How the PAYE tax code bungle loophole works

Millions of taxpayers are fraught as they expect tax demands from the HM Revenue and Customs demanding they repay tax wrongly calculated over previous years.

The taxman claims the computer errors are specific to income tax and relate to wrongly applying PAYE codes for 6 million or so taxpayers – which is about one in seven UK PAYE taxpayers.

An astonishing 1.4 million people who have full or part time jobs or pensioners owe an average £1,400 each. Another 4.5 million taxpayers are owed refunds for tax wrongly deducted from their salaries.

Pundits on TV and in the press have suggested a tax loophole means taxpayers who owe tax can wriggle out of paying.

These claims have a germ of truth – but persuading the taxman to set aside a bill is not easy.

The loophole is a long-standing ‘extra statutory concession’ or ESC.  An ESC is an acknowledgement from HMRC that someone can pay less tax than the law strictly entitles him or her to hand over.

ESC A19 is the specific loophole everyone is talking about, which basically states that if a taxpayer handed the tax man all the information required for working out their tax and HMRC failed or delayed to use the information, then in special circumstances, a tax bill can be wiped out.

Making an ESC A19 claim – points to prove

 

(Hints are given in italics)

 

A taxpayer should write to their tax office stating:

  • Tax arrears build up resulting from HMRC’s failure to make proper and timely use of information supplied by:

Either

  • A taxpayer about his or her own income, gains or personal circumstances
  • An employer, where the information affects a taxpayer’s coding

Or

  • The Department for Work and Pensions, about a taxpayer’s state retirement, disability or widow’s pension

Typically, the taxpayer needs documents to back this up – like a P60, P11d or P45 that is dated and proved as filed. With online filing, electronic receipts should be available.

To have the tax written off, the taxpayer also has to show that he or she:

  • Reasonably believed their tax affairs were in order

And

  • Was notified of the arrears more than 12 months after the end of the tax year in which HMRC received the information indicating that more tax was due

Or

  • Was notified of an over repayment after the end of the tax year following the year in which the repayment was made.
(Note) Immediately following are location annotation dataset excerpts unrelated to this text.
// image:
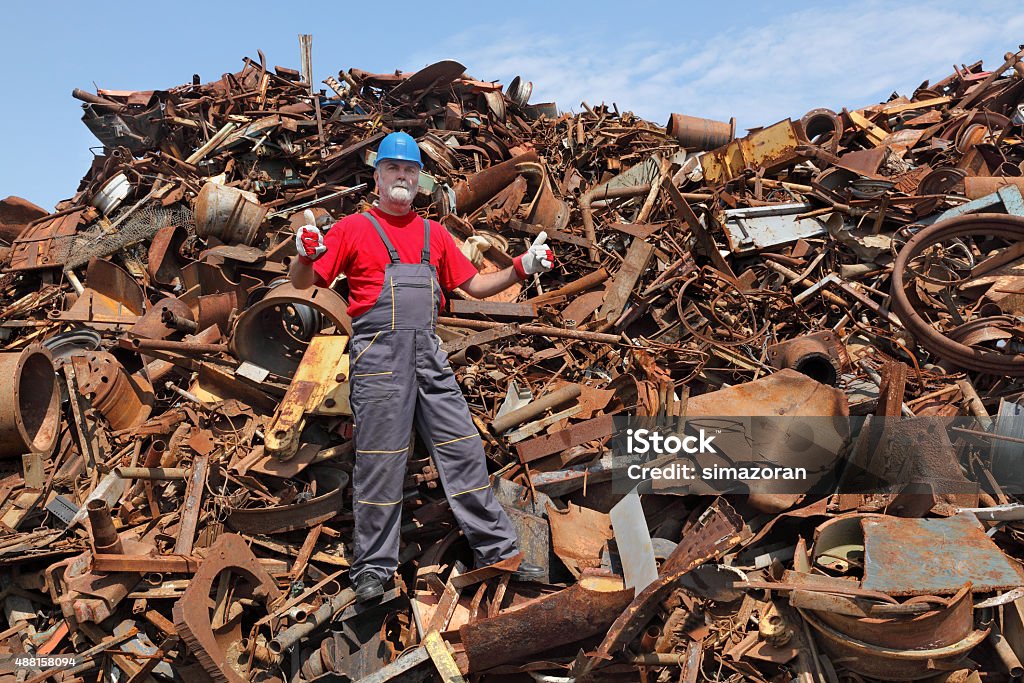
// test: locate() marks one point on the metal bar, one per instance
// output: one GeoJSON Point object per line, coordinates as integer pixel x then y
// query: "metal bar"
{"type": "Point", "coordinates": [192, 508]}
{"type": "Point", "coordinates": [540, 330]}
{"type": "Point", "coordinates": [566, 438]}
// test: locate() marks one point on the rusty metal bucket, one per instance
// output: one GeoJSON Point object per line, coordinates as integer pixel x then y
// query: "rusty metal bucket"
{"type": "Point", "coordinates": [699, 134]}
{"type": "Point", "coordinates": [231, 215]}
{"type": "Point", "coordinates": [31, 420]}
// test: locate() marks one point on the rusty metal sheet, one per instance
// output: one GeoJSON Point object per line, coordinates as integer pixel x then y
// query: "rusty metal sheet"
{"type": "Point", "coordinates": [44, 244]}
{"type": "Point", "coordinates": [583, 609]}
{"type": "Point", "coordinates": [619, 290]}
{"type": "Point", "coordinates": [276, 519]}
{"type": "Point", "coordinates": [192, 612]}
{"type": "Point", "coordinates": [565, 438]}
{"type": "Point", "coordinates": [934, 556]}
{"type": "Point", "coordinates": [770, 147]}
{"type": "Point", "coordinates": [717, 530]}
{"type": "Point", "coordinates": [578, 536]}
{"type": "Point", "coordinates": [264, 334]}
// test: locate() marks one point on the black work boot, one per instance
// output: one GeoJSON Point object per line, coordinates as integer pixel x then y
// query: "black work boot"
{"type": "Point", "coordinates": [368, 586]}
{"type": "Point", "coordinates": [528, 571]}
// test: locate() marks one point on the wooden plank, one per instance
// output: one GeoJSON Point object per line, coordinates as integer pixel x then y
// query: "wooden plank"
{"type": "Point", "coordinates": [625, 281]}
{"type": "Point", "coordinates": [192, 507]}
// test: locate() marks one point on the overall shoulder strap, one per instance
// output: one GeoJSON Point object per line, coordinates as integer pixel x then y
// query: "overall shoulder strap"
{"type": "Point", "coordinates": [387, 243]}
{"type": "Point", "coordinates": [425, 254]}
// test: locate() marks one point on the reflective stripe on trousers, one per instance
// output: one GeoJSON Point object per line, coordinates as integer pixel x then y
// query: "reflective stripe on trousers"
{"type": "Point", "coordinates": [400, 377]}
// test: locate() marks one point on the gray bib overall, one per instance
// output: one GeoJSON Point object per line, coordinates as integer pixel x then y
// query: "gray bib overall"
{"type": "Point", "coordinates": [399, 375]}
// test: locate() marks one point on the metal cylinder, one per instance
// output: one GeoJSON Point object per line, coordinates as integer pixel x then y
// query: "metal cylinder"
{"type": "Point", "coordinates": [104, 537]}
{"type": "Point", "coordinates": [184, 348]}
{"type": "Point", "coordinates": [30, 419]}
{"type": "Point", "coordinates": [470, 355]}
{"type": "Point", "coordinates": [231, 215]}
{"type": "Point", "coordinates": [700, 134]}
{"type": "Point", "coordinates": [295, 633]}
{"type": "Point", "coordinates": [151, 472]}
{"type": "Point", "coordinates": [822, 127]}
{"type": "Point", "coordinates": [472, 193]}
{"type": "Point", "coordinates": [536, 408]}
{"type": "Point", "coordinates": [809, 355]}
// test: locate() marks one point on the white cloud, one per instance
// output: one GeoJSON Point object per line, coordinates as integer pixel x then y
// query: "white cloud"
{"type": "Point", "coordinates": [848, 55]}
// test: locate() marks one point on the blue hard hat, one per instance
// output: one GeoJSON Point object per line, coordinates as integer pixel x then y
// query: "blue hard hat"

The last two are no problem, since HMRC would have sent out letters – but reasonably believing their tax affairs were in order is a subjective test.

 

If a tax inspector declines a claim on the grounds a taxpayer did not have a reasonable belief, then appeal and examine the inspector’s thought process.

 

Proving someone’s state of mind is difficult and may well involve an opinion the inspector is not qualified to give. The taxpayer does not have to prove his or her affairs were in order, just that they reasonably believed they were so.

In exceptional circumstances arrears of tax notified 12 months or less after the end of the relevant tax year may be given up if HMRC:

  • Failed more than once to make proper use of the facts given about income
  • Allowed the arrears to build up over two complete and consecutive tax years by failing to make proper and timely use of information they had been given.

If an ESCA19 claim is denied, a taxpayer can appeal, but at that stage they need to weigh whether the cost of proceeding outweighs the time, hassle and expense of taking the case forward.